Nitish in New Delhi on opposition unity

Nitish Kumar with Rahul Gandhi and Mallikarjun Kharge

Law Kumar Mishra

Patna, April 13

Bihar Chief Minister Nitish Kumar on Wednesday revived his plan to unite opposition parties against the BJP for 2024 Lok Sabha elections and to “limit BJP within 100 seats”.

On Thursday, the Left leaders called on Kumar at his Kamraj Road residence in the national capital. The leaders included D Raja of Communist Party of India (CPI) and Sitaram Yechury of Communist Party of India (Marxist).
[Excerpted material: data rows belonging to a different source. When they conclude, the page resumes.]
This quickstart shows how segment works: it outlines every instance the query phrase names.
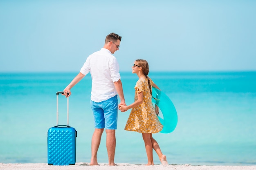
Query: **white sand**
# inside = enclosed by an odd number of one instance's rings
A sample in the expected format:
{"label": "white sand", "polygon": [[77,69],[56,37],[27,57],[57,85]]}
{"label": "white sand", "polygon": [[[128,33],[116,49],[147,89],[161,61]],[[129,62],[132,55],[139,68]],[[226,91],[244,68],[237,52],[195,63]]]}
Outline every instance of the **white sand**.
{"label": "white sand", "polygon": [[118,163],[117,166],[109,166],[107,164],[100,164],[99,166],[90,166],[88,163],[77,163],[71,166],[49,166],[47,163],[0,163],[0,170],[255,170],[256,166],[194,166],[189,165],[155,165],[146,166],[143,164]]}

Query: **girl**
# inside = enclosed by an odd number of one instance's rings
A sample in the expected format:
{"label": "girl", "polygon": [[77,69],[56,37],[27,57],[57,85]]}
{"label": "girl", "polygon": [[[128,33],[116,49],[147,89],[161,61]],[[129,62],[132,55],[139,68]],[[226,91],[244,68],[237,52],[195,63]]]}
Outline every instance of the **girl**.
{"label": "girl", "polygon": [[152,86],[159,89],[148,77],[149,71],[148,64],[144,60],[136,60],[132,67],[132,73],[136,73],[139,80],[136,83],[134,103],[129,106],[119,105],[122,111],[132,108],[124,129],[142,134],[145,143],[148,164],[153,165],[153,150],[157,152],[163,165],[168,164],[166,156],[162,153],[158,144],[152,137],[152,133],[160,132],[163,125],[157,118],[158,107],[155,110],[152,102]]}

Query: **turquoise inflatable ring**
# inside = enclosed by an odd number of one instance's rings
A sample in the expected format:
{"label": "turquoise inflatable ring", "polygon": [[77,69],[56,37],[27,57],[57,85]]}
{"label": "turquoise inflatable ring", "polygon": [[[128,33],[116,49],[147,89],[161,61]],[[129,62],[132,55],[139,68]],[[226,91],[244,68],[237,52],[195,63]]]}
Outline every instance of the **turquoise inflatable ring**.
{"label": "turquoise inflatable ring", "polygon": [[[156,104],[163,115],[163,119],[158,116],[161,123],[164,126],[160,132],[163,133],[172,132],[177,125],[178,117],[173,104],[164,92],[154,87],[152,88],[152,102]],[[159,110],[159,111],[160,111]]]}

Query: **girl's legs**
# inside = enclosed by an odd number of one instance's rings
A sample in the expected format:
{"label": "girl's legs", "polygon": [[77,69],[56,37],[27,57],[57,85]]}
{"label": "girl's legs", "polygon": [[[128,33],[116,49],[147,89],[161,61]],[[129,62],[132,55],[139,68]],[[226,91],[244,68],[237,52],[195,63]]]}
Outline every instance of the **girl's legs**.
{"label": "girl's legs", "polygon": [[152,144],[152,147],[154,148],[154,150],[155,151],[158,155],[158,157],[159,157],[159,159],[160,159],[160,161],[162,163],[162,164],[164,165],[166,165],[168,164],[168,163],[167,162],[167,161],[166,159],[166,156],[164,155],[163,155],[162,152],[160,149],[160,147],[159,146],[159,145],[157,143],[157,142],[155,140],[153,137],[152,137],[152,134],[150,133],[150,140],[151,141]]}
{"label": "girl's legs", "polygon": [[148,157],[148,164],[146,165],[154,165],[153,161],[153,146],[151,140],[150,133],[142,133],[142,137],[145,143],[146,151]]}

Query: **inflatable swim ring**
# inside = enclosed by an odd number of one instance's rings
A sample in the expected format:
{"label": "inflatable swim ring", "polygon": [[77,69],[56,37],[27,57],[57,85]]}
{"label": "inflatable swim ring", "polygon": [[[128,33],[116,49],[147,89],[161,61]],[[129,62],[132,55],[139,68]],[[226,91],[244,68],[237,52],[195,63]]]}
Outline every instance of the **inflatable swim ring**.
{"label": "inflatable swim ring", "polygon": [[174,105],[170,98],[164,92],[154,87],[152,88],[152,102],[159,108],[159,112],[162,112],[163,119],[158,116],[158,119],[164,128],[160,132],[168,133],[173,132],[178,122],[177,113]]}

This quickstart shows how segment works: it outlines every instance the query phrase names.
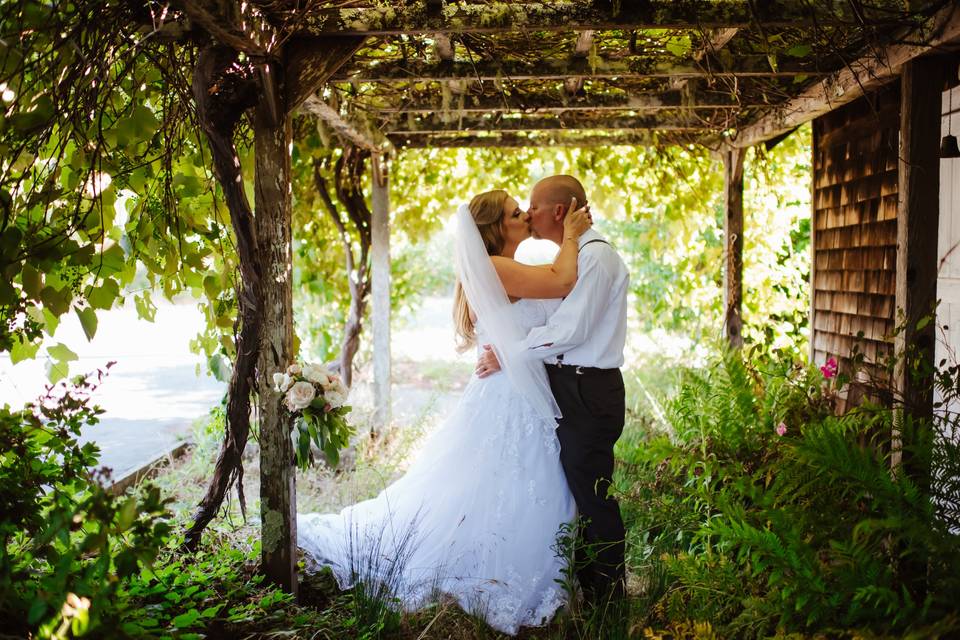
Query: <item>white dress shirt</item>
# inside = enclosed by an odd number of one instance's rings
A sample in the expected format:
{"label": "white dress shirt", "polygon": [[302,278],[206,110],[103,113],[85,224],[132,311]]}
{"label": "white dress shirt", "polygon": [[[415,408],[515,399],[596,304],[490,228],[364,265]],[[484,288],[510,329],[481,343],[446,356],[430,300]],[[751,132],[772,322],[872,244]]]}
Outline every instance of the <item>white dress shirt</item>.
{"label": "white dress shirt", "polygon": [[[536,357],[555,364],[615,369],[623,365],[630,274],[616,250],[593,229],[580,236],[577,284],[547,324],[527,335]],[[588,246],[587,243],[590,243]]]}

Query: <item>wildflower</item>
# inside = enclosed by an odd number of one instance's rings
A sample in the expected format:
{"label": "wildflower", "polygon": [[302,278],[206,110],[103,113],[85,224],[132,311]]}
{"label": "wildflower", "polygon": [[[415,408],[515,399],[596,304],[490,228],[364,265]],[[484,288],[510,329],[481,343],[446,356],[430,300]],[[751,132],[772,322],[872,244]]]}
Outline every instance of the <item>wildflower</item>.
{"label": "wildflower", "polygon": [[837,361],[835,358],[830,358],[827,360],[827,363],[820,367],[820,373],[823,374],[823,377],[829,380],[833,376],[837,375]]}

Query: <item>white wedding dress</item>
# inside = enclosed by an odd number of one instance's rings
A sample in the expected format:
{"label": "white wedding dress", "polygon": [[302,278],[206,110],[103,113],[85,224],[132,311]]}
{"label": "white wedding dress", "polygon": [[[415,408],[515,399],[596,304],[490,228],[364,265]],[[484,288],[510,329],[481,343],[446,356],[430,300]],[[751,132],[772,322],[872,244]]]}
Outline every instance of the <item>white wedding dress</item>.
{"label": "white wedding dress", "polygon": [[[526,331],[558,302],[511,312]],[[505,373],[473,376],[403,477],[339,514],[298,515],[297,541],[341,588],[385,585],[406,610],[452,597],[504,633],[545,624],[567,598],[556,540],[575,515],[554,427]]]}

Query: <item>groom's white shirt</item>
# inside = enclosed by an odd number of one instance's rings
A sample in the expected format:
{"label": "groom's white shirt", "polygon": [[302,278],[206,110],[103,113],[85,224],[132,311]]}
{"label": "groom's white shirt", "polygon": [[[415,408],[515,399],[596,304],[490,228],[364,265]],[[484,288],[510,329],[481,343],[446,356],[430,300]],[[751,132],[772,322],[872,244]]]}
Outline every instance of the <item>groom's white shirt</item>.
{"label": "groom's white shirt", "polygon": [[591,240],[603,237],[593,229],[580,236],[573,291],[524,344],[547,363],[562,353],[565,365],[614,369],[623,365],[630,275],[613,247]]}

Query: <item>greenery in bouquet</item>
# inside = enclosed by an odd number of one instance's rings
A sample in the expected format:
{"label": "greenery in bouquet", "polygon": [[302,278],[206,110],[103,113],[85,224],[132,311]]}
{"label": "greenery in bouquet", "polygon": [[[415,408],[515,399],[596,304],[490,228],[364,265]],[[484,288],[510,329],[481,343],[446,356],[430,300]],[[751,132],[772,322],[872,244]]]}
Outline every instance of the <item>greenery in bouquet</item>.
{"label": "greenery in bouquet", "polygon": [[340,449],[347,446],[354,433],[347,422],[349,390],[340,376],[323,365],[299,363],[273,374],[273,384],[294,418],[297,466],[306,469],[313,462],[311,443],[323,451],[330,465],[336,466]]}

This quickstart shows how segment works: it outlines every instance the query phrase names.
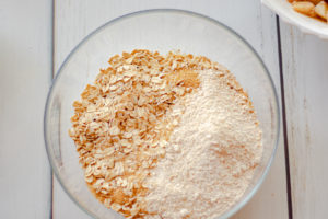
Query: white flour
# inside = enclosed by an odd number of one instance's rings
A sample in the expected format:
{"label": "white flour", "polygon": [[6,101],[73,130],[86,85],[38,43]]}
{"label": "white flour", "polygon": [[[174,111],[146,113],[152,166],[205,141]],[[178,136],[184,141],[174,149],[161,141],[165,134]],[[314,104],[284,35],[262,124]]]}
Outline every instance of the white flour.
{"label": "white flour", "polygon": [[220,73],[199,72],[201,85],[187,97],[166,155],[147,182],[147,210],[159,216],[145,218],[213,218],[247,188],[261,158],[261,131],[242,105],[245,95],[227,85],[235,79]]}

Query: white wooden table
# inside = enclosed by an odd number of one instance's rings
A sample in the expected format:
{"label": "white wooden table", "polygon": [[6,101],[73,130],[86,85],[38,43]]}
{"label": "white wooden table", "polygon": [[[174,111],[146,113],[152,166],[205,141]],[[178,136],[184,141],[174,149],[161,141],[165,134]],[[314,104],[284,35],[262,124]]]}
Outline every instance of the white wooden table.
{"label": "white wooden table", "polygon": [[0,218],[90,218],[52,176],[43,139],[46,95],[85,35],[153,8],[195,11],[231,26],[273,77],[282,112],[278,153],[259,192],[233,218],[328,218],[328,42],[281,22],[259,0],[1,0]]}

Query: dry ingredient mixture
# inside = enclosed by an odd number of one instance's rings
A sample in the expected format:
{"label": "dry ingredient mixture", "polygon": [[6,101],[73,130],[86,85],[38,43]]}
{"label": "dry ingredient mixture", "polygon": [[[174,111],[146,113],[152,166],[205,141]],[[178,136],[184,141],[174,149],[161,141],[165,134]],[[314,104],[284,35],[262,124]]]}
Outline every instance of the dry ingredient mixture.
{"label": "dry ingredient mixture", "polygon": [[261,153],[247,94],[206,57],[116,55],[73,103],[69,135],[95,197],[126,218],[213,218],[235,204]]}
{"label": "dry ingredient mixture", "polygon": [[328,23],[328,0],[288,0],[298,13]]}

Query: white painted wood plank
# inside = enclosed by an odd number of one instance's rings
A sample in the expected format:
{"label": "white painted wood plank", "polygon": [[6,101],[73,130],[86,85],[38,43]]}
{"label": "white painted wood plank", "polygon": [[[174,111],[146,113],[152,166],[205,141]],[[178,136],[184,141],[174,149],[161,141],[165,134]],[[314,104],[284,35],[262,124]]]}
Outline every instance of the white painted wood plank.
{"label": "white painted wood plank", "polygon": [[49,218],[43,115],[51,82],[51,2],[0,1],[0,212]]}
{"label": "white painted wood plank", "polygon": [[294,218],[328,216],[328,42],[281,24]]}
{"label": "white painted wood plank", "polygon": [[[251,1],[130,0],[56,1],[55,67],[59,68],[69,51],[90,32],[122,14],[152,8],[177,8],[214,18],[243,35],[262,56],[280,93],[276,18]],[[237,16],[236,16],[237,15]],[[241,22],[243,20],[243,22]],[[247,25],[246,25],[247,24]],[[276,161],[256,196],[234,218],[288,218],[283,136]],[[54,218],[90,218],[55,183]]]}

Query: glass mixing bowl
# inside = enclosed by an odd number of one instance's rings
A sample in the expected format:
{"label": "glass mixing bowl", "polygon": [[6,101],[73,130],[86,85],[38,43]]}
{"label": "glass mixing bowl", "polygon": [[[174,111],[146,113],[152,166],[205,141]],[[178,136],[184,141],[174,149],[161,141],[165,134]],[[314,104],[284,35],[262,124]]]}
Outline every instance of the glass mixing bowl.
{"label": "glass mixing bowl", "polygon": [[206,56],[227,67],[248,92],[263,132],[263,154],[243,197],[218,218],[232,216],[254,196],[274,157],[279,136],[277,93],[260,57],[239,35],[213,19],[181,10],[149,10],[115,19],[86,36],[67,57],[49,92],[44,124],[47,153],[61,186],[94,218],[124,218],[105,208],[89,191],[68,129],[72,103],[80,100],[85,85],[108,66],[110,56],[134,48],[161,54],[180,49]]}

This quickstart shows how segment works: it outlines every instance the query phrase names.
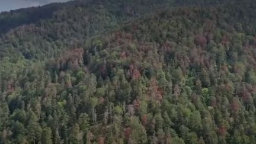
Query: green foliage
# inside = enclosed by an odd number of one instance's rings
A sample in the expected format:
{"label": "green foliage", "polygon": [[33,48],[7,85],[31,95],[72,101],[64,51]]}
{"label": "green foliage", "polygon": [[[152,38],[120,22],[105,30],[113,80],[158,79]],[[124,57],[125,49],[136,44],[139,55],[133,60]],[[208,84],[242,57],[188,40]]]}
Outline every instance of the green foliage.
{"label": "green foliage", "polygon": [[256,3],[241,2],[0,14],[0,143],[256,143]]}

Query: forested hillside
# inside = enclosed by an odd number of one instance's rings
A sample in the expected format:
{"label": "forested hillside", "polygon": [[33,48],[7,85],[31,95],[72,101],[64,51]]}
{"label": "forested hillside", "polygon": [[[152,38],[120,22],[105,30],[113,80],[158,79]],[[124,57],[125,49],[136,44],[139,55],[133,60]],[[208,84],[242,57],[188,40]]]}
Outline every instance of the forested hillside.
{"label": "forested hillside", "polygon": [[255,143],[255,13],[229,0],[1,13],[0,143]]}

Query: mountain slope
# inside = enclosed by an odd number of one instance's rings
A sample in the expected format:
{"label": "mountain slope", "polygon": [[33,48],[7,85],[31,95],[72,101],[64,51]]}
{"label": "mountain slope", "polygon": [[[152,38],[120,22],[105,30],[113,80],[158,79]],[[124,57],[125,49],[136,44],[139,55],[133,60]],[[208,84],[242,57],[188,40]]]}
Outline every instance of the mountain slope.
{"label": "mountain slope", "polygon": [[67,4],[4,33],[0,143],[255,143],[256,3],[152,2]]}

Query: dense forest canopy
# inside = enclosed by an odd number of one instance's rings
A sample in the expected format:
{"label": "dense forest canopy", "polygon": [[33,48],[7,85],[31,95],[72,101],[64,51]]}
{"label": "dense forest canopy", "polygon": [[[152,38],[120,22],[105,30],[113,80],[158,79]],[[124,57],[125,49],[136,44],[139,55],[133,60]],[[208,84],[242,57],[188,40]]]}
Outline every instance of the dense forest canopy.
{"label": "dense forest canopy", "polygon": [[256,2],[0,14],[0,143],[255,143]]}

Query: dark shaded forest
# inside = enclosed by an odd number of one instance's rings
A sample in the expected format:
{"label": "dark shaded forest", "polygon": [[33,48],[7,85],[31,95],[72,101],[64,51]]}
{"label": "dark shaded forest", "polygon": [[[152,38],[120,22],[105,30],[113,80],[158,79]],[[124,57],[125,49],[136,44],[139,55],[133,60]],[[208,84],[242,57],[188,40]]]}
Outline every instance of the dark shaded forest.
{"label": "dark shaded forest", "polygon": [[0,14],[0,143],[256,143],[256,2]]}

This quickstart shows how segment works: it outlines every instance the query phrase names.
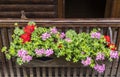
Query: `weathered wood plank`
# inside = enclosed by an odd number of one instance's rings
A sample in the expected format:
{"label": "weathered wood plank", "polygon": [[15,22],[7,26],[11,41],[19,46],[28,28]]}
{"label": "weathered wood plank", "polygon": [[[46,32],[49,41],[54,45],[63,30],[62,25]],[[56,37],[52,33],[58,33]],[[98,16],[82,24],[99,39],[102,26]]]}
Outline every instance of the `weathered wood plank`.
{"label": "weathered wood plank", "polygon": [[40,77],[40,68],[39,67],[36,67],[36,76]]}
{"label": "weathered wood plank", "polygon": [[42,77],[46,77],[46,69],[45,69],[45,67],[42,68]]}
{"label": "weathered wood plank", "polygon": [[0,4],[51,4],[56,0],[0,0]]}
{"label": "weathered wood plank", "polygon": [[67,68],[67,77],[70,77],[70,67]]}
{"label": "weathered wood plank", "polygon": [[22,70],[23,70],[23,76],[24,76],[24,77],[28,77],[27,72],[26,72],[26,68],[23,67]]}
{"label": "weathered wood plank", "polygon": [[52,68],[49,67],[47,70],[48,70],[48,77],[52,77]]}
{"label": "weathered wood plank", "polygon": [[[27,18],[56,17],[55,12],[25,12]],[[0,12],[1,18],[21,18],[21,12]]]}
{"label": "weathered wood plank", "polygon": [[[20,26],[25,25],[28,21],[33,19],[20,20],[20,19],[0,19],[0,27],[15,27],[15,22],[20,23]],[[50,26],[55,25],[56,27],[120,27],[119,19],[58,19],[58,18],[45,18],[45,19],[34,19],[37,25]]]}
{"label": "weathered wood plank", "polygon": [[58,77],[58,68],[55,68],[55,77]]}
{"label": "weathered wood plank", "polygon": [[33,77],[34,74],[33,74],[33,68],[30,68],[30,77]]}
{"label": "weathered wood plank", "polygon": [[1,4],[0,5],[0,11],[3,12],[21,12],[21,10],[24,10],[25,12],[51,12],[54,11],[56,8],[55,5],[36,5],[36,4]]}
{"label": "weathered wood plank", "polygon": [[[9,44],[9,42],[8,42],[8,34],[7,34],[7,29],[6,28],[2,28],[1,29],[1,35],[2,35],[2,41],[3,41],[3,45],[4,46],[7,46],[8,47],[8,44]],[[3,67],[3,71],[4,71],[4,76],[5,77],[8,77],[8,70],[7,69],[9,69],[8,68],[8,65],[7,65],[7,63],[6,63],[6,59],[5,58],[3,58],[3,60],[2,60],[2,67]]]}
{"label": "weathered wood plank", "polygon": [[77,68],[73,69],[73,77],[77,77]]}

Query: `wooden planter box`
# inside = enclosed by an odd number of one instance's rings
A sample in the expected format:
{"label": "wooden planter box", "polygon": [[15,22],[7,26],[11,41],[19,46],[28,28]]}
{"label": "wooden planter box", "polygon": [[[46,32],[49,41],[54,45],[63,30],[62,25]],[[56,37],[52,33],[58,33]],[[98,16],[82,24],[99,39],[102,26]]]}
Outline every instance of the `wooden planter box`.
{"label": "wooden planter box", "polygon": [[[31,19],[32,20],[32,19]],[[30,20],[0,20],[0,48],[9,46],[12,40],[14,23],[24,26]],[[34,20],[38,26],[56,26],[60,31],[74,29],[76,32],[90,32],[93,28],[101,28],[103,34],[108,33],[108,27],[112,27],[113,41],[120,46],[120,19],[39,19]],[[118,61],[106,62],[106,70],[98,74],[89,67],[83,67],[81,63],[67,62],[63,58],[53,58],[48,61],[33,60],[28,64],[18,66],[15,61],[6,60],[0,53],[0,77],[119,77],[120,63]]]}

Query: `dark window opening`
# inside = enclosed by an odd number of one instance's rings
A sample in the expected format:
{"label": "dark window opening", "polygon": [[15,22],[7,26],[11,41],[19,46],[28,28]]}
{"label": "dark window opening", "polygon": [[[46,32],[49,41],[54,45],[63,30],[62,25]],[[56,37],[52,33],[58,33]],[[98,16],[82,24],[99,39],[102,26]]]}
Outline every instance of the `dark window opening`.
{"label": "dark window opening", "polygon": [[106,0],[65,0],[66,18],[104,18]]}

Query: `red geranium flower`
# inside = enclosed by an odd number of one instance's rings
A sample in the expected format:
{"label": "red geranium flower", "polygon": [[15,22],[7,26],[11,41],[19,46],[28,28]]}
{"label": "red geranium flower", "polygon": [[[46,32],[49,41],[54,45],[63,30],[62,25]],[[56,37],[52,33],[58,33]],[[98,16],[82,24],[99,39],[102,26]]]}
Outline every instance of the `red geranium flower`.
{"label": "red geranium flower", "polygon": [[27,25],[25,28],[24,28],[24,32],[27,33],[27,34],[31,34],[33,31],[35,30],[35,26],[34,25]]}
{"label": "red geranium flower", "polygon": [[109,47],[111,50],[116,50],[115,44],[108,44],[108,47]]}
{"label": "red geranium flower", "polygon": [[110,36],[106,35],[106,36],[104,36],[104,38],[105,38],[106,42],[110,43]]}
{"label": "red geranium flower", "polygon": [[63,47],[63,45],[62,45],[62,44],[59,44],[58,48],[60,48],[60,49],[61,49],[62,47]]}
{"label": "red geranium flower", "polygon": [[24,33],[20,36],[20,38],[23,40],[23,43],[29,42],[30,41],[30,35],[27,33]]}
Kumar, who would be camping in the national capital for four days to talks to opposition leaders, on Wednesday visited the residence of Congress President Mallikarjun Kharge and held a meeting with the former Congress President Rahul Gandhi. He was joined by his deputy and RJD leader Tejashwi Prasad Yadav. Kumar had met Lalu last night.

Late Wednesday evening, Nitish swung into action to unite the opposition parties and called on AAP President and Delhi Chief Minister Arvind Kejriwal.  Tejashwi Prasad Yadav was also with him. 

The three parties’ meeting concluded on a positive note as Kharge called its historic. Nitish said, “finally we have agreed on opposition unity”. Rahul Gandhi commented that the move was the beginning of a process toward unity of like-minded parties.

Nitish announced they would meet again soon. Next time, there would be a larger gathering; more parties would be present, he added. The Bihar Chief Minister outlined the road map to unity and said they would fight the next elections unitedly.

In September last year, he had met many top opposition leaders including D Raja, Sitaram Yechury, Akhilesh Yadav, Sonia Gandhi and Telangana Chief Minister K Chandrashekhar Rao, who had come to meet him at Patna.

Nitish had asked the Congress with pan-India presence to take the lead on talks that were suspended due to the Bharat Jodo yatra of Rahul Gandhi. The former union minister Salman Khurshid during his Patna visit recently had suggested Nitish to take initiative for opposition unity.

On Saturday, Kharge had telephoned Nitish and invited him to resume talks on opposition unity. When asked whether any decision to appoint a convenor of UPA was taken in the meeting, Nitish denied.

RJD has suggested the Congress should confront the BJP in the states where it was powerful but allow smaller regional parties in other states to deal with the BJP by not dividing votes.

JDU was represented by the National President Rajiv Ranjan Singh, Irrigation Minister Sanjay Kumar Jha, RJD by Tejashwi, Rajya Sabha MP Manoj Jha, Congress by Kharge, Salman Khurshid and Bihar Congress President Akhilesh Singh.